Saturday, 8 November 2025

Spatiotemporal Metaphysics

Unfortunately (maybe) rereading Poul Anderson's The Shield Of Time makes me more aware of how much I disagree with Time Patrol spatiotemporal metaphysics. (To them, it is just physics.) An entire chapter describes Keith Denison's experiences in the alpha timeline. Two chapters describe Wanda Tamberly's experiences in that same timeline. That alpha timeline would have continued to exist around both of them if they had remained in it until their deaths and would have continued to exist for other people after that. There was no reason why the alpha timeline should have ceased to exist the moment after they had departed from it and, even if it did somehow arbitrarily disappear at that moment, it would still have remained true to say that it had existed until that moment. Later in the novel, Manse Everard, speaking in the Time-Patrol-guarded timeline, says that the alpha timeline has never existed. The events of the alpha timeline have never occurred in the past of the Patrol-guarded timeline but the entire alpha timeline did exist in the past of a second temporal dimension. Surely this concept is straightforward and accounts for everything that is described both in chapters headed with ordinary year dates and in chapters headed with alpha or beta year dates?

In time we trust. 

4 comments:

Jim Baerg said...

I recall a story by another author, in which the viewpoint characters live in a timeline in which the Spanish Armada conquered England. This timeline has developed time travel and some people explore possibilities by going back in time making a change and investigating the resulting timeline. They then go back to reverse the change and return to their own time & timeline with records of the alternate history. I don't recall if those characters think of the alternate timeline as becoming non-existent when they reverse the change.
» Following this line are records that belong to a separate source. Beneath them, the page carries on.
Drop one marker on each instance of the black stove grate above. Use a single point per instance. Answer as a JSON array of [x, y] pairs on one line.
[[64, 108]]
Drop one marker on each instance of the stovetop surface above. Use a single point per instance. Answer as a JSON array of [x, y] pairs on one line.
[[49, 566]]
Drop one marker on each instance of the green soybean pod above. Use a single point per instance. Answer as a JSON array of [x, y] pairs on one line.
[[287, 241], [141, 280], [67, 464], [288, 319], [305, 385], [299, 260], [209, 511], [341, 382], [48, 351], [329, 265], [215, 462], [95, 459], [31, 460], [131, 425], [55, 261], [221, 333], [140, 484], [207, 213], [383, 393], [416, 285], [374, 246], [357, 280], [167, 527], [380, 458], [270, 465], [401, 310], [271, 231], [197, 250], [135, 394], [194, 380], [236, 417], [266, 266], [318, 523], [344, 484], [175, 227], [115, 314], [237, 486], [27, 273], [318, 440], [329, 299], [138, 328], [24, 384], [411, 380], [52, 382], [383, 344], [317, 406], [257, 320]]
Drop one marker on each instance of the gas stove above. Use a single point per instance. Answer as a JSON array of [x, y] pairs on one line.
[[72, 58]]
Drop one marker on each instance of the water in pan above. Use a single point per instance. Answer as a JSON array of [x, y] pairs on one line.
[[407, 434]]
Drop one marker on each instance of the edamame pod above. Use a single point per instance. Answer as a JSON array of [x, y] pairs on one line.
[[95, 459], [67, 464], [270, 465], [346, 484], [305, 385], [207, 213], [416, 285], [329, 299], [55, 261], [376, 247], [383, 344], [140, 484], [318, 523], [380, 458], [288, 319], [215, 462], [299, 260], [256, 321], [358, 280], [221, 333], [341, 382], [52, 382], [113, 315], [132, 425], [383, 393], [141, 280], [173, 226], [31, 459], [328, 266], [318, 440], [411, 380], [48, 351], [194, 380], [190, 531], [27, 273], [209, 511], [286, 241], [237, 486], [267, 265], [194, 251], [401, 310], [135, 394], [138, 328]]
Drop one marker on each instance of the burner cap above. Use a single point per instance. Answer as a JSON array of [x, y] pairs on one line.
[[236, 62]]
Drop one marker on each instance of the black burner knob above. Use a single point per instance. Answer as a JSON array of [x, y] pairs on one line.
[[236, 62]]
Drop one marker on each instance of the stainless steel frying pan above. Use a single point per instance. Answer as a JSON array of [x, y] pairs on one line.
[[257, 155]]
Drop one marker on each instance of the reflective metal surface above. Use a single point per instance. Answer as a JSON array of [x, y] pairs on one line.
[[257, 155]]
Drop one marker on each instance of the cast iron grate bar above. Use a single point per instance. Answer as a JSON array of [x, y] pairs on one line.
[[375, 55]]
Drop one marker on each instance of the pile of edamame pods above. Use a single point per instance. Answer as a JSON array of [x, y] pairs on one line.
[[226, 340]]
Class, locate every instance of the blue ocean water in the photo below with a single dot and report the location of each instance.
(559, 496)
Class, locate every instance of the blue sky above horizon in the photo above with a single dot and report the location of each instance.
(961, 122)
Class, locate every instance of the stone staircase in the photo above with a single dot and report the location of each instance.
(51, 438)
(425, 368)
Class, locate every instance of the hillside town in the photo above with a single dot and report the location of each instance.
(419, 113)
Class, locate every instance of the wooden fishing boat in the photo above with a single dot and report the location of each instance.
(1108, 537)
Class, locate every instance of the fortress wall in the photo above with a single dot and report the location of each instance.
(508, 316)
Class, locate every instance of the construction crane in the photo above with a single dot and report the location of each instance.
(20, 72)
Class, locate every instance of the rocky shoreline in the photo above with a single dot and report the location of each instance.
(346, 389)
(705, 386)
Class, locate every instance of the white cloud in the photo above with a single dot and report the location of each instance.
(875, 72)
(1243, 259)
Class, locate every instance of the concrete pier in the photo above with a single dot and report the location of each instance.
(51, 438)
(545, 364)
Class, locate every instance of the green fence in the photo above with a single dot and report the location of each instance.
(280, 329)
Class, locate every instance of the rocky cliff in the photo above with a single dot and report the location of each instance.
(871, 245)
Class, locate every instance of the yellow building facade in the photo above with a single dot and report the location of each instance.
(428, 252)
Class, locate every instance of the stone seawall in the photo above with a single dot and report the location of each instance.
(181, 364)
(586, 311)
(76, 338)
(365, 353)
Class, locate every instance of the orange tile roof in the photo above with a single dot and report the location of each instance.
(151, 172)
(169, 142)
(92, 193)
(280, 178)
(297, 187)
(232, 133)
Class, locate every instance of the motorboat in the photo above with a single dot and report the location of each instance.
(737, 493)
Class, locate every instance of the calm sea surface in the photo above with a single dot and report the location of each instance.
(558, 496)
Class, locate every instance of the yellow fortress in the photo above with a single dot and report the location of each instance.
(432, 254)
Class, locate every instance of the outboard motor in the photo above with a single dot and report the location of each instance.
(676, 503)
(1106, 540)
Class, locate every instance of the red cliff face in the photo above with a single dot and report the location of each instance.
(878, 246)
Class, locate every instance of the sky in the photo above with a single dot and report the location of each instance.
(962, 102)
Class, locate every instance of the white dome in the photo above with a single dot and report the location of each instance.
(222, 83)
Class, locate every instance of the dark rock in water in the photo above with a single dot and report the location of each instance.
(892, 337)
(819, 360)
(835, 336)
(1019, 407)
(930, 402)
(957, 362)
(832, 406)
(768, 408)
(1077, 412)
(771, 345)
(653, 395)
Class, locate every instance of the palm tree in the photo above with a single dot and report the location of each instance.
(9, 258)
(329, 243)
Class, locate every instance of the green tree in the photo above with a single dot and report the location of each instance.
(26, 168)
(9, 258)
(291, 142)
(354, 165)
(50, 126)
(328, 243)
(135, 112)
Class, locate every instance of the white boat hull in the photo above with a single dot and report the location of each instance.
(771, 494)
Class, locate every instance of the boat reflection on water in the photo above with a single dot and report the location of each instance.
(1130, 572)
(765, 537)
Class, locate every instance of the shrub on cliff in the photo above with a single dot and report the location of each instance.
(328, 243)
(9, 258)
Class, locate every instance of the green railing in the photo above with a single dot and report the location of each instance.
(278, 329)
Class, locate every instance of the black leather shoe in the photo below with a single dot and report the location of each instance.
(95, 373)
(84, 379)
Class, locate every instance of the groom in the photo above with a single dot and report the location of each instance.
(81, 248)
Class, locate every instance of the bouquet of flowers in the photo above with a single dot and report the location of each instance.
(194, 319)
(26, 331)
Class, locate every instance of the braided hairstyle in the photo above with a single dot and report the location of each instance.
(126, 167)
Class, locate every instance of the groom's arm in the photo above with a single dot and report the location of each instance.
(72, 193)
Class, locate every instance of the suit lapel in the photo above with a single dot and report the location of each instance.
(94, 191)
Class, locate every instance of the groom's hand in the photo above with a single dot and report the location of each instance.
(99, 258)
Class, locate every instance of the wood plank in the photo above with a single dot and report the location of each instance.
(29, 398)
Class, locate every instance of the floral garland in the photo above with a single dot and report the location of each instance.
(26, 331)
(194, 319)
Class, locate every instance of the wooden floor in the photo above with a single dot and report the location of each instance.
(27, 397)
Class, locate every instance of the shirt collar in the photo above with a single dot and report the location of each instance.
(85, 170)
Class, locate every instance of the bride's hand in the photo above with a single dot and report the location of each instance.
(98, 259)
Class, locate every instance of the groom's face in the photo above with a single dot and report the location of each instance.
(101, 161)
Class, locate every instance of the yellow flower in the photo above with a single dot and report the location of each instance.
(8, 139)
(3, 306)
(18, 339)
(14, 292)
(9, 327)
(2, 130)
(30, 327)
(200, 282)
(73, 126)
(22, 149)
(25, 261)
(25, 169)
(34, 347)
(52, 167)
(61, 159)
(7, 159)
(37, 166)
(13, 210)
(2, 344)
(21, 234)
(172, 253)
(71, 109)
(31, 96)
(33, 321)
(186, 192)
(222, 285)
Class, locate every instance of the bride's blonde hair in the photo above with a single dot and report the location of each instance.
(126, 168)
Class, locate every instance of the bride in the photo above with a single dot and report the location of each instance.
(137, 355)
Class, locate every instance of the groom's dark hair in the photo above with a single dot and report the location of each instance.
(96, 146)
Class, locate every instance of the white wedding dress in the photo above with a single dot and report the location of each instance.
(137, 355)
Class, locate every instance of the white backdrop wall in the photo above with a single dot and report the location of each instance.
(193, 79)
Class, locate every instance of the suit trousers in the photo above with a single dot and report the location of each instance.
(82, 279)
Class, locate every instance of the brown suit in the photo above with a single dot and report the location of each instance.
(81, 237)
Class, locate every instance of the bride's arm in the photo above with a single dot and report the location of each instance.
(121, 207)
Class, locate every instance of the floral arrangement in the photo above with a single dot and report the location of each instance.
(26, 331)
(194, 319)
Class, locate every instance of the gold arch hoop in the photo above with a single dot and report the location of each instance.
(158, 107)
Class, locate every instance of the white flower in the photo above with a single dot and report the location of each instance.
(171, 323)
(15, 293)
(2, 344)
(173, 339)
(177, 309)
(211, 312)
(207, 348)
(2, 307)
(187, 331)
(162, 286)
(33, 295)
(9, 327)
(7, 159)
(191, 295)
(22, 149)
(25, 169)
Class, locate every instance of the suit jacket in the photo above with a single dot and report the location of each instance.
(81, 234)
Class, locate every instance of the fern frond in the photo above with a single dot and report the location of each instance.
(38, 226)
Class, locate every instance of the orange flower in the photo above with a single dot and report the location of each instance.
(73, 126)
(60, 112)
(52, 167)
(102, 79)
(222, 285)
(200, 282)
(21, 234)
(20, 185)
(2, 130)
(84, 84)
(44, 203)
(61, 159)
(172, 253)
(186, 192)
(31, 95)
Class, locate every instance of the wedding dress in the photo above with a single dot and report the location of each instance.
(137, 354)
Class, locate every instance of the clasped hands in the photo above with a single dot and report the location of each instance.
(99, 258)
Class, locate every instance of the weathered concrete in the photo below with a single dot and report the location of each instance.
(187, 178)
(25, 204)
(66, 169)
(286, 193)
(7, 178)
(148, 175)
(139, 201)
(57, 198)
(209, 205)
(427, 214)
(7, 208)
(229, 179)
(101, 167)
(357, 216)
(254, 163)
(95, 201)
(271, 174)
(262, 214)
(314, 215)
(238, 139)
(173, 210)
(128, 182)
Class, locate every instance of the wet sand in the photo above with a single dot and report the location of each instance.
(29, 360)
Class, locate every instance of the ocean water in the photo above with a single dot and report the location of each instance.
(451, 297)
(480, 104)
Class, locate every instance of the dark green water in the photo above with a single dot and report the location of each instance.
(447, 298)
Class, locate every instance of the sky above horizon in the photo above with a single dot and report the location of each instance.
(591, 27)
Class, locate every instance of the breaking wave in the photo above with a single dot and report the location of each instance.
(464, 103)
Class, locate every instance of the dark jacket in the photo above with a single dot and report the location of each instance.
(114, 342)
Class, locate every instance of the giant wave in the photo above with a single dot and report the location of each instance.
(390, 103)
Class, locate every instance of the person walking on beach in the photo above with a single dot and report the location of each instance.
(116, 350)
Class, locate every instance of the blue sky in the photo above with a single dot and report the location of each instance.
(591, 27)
paulshackley2017@gmail.com said...

Jim,

TIMES WITHOUT NUMBER by John Brunner: hopelessly incoherent.

Paul.

S.M. Stirling said...

Paul: well, it was a -little- incoherent... I don't think he thought it through.

Anonymous said...

Kaor, Paul!

No need for me to repeat what Jim and Stirling said. Only need to say that your criticism of Anderson's use of "deleted timelines" makes sense. Such timelines were simply made inaccessible for anyone from the Patrol's universe. Which pleased me because I did not like the idea of snuffing out entire universes.